Marie, à la fois autrice et narratrice, se maintient donc dans le flou, cultive le secret et assigne d’emblée au lecteur une position bancale face à la voix qu’elle impose. En effet, d’une phrase à l’autre, le sujet grammatical peut osciller entre des formes inhabituelles d’énonciation : un « on » tantôt impersonnel, tantôt collectif, tantôt même subjectif ; un « nous » dont il est malaisé de définir s’il est majestatif ou de modestie – la princesse qui l’emploie s’attachant à rester une petite fille – et qui parfois inclut le père en un duo complice ; un « tu » frontal qui peut se muer en « il » distancié, puis en « vous » déférent.
Cette partition (musicale et dissociative) n’installe cependant aucune confusion. Il s’agit juste d’en suivre la portée dans les méandres de la douleur, de la joie, de l’irritation, de la tendresse, du dégoût, bref d’une vie, pour finalement envisager ce soi-disant « roman » comme une tentative de fixer, sans la figer, l’évanescence des êtres. « Ainsi, c’est moi qui refuse la durée, la brièveté est mon œuvre ; je ne la subis pas, je la suscite. »

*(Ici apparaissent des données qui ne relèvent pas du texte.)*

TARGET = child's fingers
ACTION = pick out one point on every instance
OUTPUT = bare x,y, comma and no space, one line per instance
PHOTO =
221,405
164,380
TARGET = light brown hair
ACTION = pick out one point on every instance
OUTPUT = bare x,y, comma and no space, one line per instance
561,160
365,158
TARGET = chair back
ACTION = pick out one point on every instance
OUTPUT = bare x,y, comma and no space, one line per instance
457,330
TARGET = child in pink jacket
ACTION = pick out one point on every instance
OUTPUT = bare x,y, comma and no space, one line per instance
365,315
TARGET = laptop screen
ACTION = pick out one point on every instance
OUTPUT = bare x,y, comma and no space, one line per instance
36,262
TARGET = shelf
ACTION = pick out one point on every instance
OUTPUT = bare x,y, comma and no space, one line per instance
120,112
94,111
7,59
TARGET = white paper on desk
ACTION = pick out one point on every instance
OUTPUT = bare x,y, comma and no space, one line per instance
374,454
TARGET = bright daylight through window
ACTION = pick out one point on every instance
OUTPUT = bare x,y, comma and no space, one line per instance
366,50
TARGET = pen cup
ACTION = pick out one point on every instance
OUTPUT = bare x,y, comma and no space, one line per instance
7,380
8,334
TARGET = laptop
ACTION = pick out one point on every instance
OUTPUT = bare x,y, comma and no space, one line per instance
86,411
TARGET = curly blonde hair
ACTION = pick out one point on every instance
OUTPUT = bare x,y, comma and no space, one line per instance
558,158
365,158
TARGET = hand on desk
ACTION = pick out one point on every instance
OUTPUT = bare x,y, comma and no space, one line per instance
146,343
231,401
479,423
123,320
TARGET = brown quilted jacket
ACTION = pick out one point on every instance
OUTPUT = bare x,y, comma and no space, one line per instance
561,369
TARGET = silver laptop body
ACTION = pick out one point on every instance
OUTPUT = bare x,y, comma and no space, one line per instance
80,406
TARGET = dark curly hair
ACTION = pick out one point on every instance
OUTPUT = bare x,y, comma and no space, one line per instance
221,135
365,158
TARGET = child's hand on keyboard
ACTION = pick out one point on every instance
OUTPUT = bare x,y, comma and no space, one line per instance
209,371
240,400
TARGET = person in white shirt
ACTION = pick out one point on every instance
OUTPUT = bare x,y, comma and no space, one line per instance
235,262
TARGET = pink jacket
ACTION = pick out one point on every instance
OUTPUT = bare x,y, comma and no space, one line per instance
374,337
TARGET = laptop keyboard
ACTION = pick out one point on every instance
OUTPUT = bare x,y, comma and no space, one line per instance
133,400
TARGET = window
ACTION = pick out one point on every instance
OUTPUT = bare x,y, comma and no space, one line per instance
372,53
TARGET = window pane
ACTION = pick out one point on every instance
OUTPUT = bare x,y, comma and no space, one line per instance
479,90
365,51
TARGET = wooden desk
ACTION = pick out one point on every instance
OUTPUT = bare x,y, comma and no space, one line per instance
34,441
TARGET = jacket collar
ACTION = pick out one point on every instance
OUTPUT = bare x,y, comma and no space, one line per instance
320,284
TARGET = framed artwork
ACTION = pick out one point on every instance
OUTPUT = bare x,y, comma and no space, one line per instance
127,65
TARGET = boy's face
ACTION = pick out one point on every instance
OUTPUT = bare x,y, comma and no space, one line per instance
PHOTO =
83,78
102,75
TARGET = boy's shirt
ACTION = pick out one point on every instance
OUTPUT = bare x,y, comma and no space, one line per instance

D’un disparu, si cher nous fut-il, il est connu que notre mémoire a tendance à nous trahir quant à de menus détails que nous pensions pourtant connaître par cœur. La couleur des yeux, le son et les inflexions de sa voix pourtant familière, se dérobent parfois, et s’éloignent d’autant plus que nous tentons de les reconvoquer. L’odeur (bien distincte du parfum) est peut-être ce qui vient à nous manquer le plus cruellement. Acre, douceâtre, enivrant, affolant, le musc corporel d’un vivant est cette indéniable preuve de sa présence au monde, dont nous prive inéluctablement la mort.
Marie Denis ne s’est pas évertuée à caractériser avec force adjectifs et métaphores l’odeur de son père. Elle en fait l’objet d’une quête qui, dès le début, s’assume sans espoir de reconquête. Elle préfère dès lors la chorégraphier, lui tourner autour puis s’en draper, la chasser pour mieux la poursuivre, enfin refermer les bras sur cette invisible fragrance pour une impossible étreinte avec ses souvenirs.
Voici un titre dont l’absence au catalogue des enseignes parisiennes labellisées « Nouveau Roman » demeurera pour toujours un mystère – surtout quand on sait l’estime qu’une Simone de Beauvoir vouait à Marie Denis. Voici un livre qui se mue en l’écrin d’un bloc d’abîme délicatement détaché du temps et ciselé pour faire œuvre. Voici un moderato cantabile étranger à toute sophistication, preuve définitive qu’en littérature la simplicité demeure l’essence la plus capiteuse.